One afternoon I received an email from my contact in Sunnyvale California. Let's call him Abe. He seemed stressed out. He told me a story of how he was responsible for getting a major website launched. The website was going to serve a developer network that would compete with the Apple App Store. The effort was part of a multi-part push to compete with the iPhone and to try to save the company as a whole. This website was important. A lot was riding on it. Trouble was, they couldn't finish. They couldn't launch. They were having problems with the development team and the technology stack that had been adopted.

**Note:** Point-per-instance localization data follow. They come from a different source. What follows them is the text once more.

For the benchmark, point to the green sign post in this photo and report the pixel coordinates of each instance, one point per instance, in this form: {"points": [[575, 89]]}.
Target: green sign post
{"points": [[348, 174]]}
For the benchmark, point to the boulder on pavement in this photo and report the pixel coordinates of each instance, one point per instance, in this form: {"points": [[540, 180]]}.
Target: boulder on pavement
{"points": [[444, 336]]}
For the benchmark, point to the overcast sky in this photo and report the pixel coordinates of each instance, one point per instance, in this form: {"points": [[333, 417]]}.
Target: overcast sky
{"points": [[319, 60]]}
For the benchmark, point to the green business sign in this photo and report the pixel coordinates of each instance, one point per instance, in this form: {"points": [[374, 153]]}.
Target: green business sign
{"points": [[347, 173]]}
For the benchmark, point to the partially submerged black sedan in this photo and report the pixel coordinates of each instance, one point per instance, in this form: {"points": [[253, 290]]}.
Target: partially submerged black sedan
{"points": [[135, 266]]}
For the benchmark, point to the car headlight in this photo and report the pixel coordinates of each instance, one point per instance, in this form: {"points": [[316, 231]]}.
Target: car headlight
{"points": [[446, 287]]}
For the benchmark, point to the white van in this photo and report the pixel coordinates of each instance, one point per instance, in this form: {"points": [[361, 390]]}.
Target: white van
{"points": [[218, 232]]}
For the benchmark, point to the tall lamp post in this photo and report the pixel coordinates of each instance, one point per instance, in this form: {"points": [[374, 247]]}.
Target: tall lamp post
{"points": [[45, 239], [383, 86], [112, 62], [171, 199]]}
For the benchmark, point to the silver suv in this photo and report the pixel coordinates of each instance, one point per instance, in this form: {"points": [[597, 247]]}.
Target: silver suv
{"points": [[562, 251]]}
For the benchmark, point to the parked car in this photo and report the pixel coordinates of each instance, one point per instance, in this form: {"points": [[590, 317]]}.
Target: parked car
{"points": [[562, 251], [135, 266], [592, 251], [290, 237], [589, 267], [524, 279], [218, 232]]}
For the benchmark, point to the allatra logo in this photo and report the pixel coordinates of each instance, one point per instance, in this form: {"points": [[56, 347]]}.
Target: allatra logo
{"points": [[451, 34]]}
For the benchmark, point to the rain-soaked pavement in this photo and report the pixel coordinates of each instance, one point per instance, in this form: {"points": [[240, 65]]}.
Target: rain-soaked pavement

Reminds me of a good quote.
“For the want of a nail the shoe was lost,
For the want of a shoe the horse was lost,
For the want of a horse the rider was lost,
For the want of a rider the battle was lost,
For the want of a battle the kingdom was lost,
And all for the want of a horseshoe-nail.”
Abe reached out to me because he knew my company had deep expertise in ExpressionEngine, a Content Management System (CMS) that his company had trusted and used successfully on smaller initiatives. We’d worked with this client before on some small customizations and non-critical web tasks. We too were trusted. Abe was in a bind. He needed someone to help him get unstuck. Several stacks of VP's and other executives were leaning on Abe to get the project done. By the time he reached out to me he had only 90 days left to finish and launch his website. The clock was running down, and Apple was about to declare victory.
Abe should never have had to call me in on this job. He should not have let things get to the point where the shot clock was down to the last few seconds and he would have to hurl the ball across the court right at the sound of the buzzer. And score. He had good instincts and a lot of experience, so he had a well-developed feel for the big picture of a website and its problems, even without a tool like the Web Reliability Framework. Nevertheless, it would have really helped Abe if he had a tool, a roadmap, a language for how to see a problem forming and make an argument to resolve it before it got too big. A situation like this one is one of several that Web Reliability tries to serve.
So imagine that the Web Reliability Framework existed during Abe's time at the big mobile multinational, and he learned about it and decided to give it a try. Let's run his problem through the framework and see if it could have helped Abe understand his problems more clearly, begin to see how to address the issues, reduce his stress and deliver the website in a more sustainable and reliable manner.
Abe can use Web Reliability (WR) as a troubleshooting tool. He can also use it as a progress monitoring tool. In our case, Abe would have loved to have its help as a planning tool. So let's imagine that Abe is about a month into his project. He's at lunch with his department colleagues in Sunnyvale. They're having Phở. Noodles and broth are splattering on the table, on people's clothes. The team is distracted. Their guard is down. They're being blunt and honest.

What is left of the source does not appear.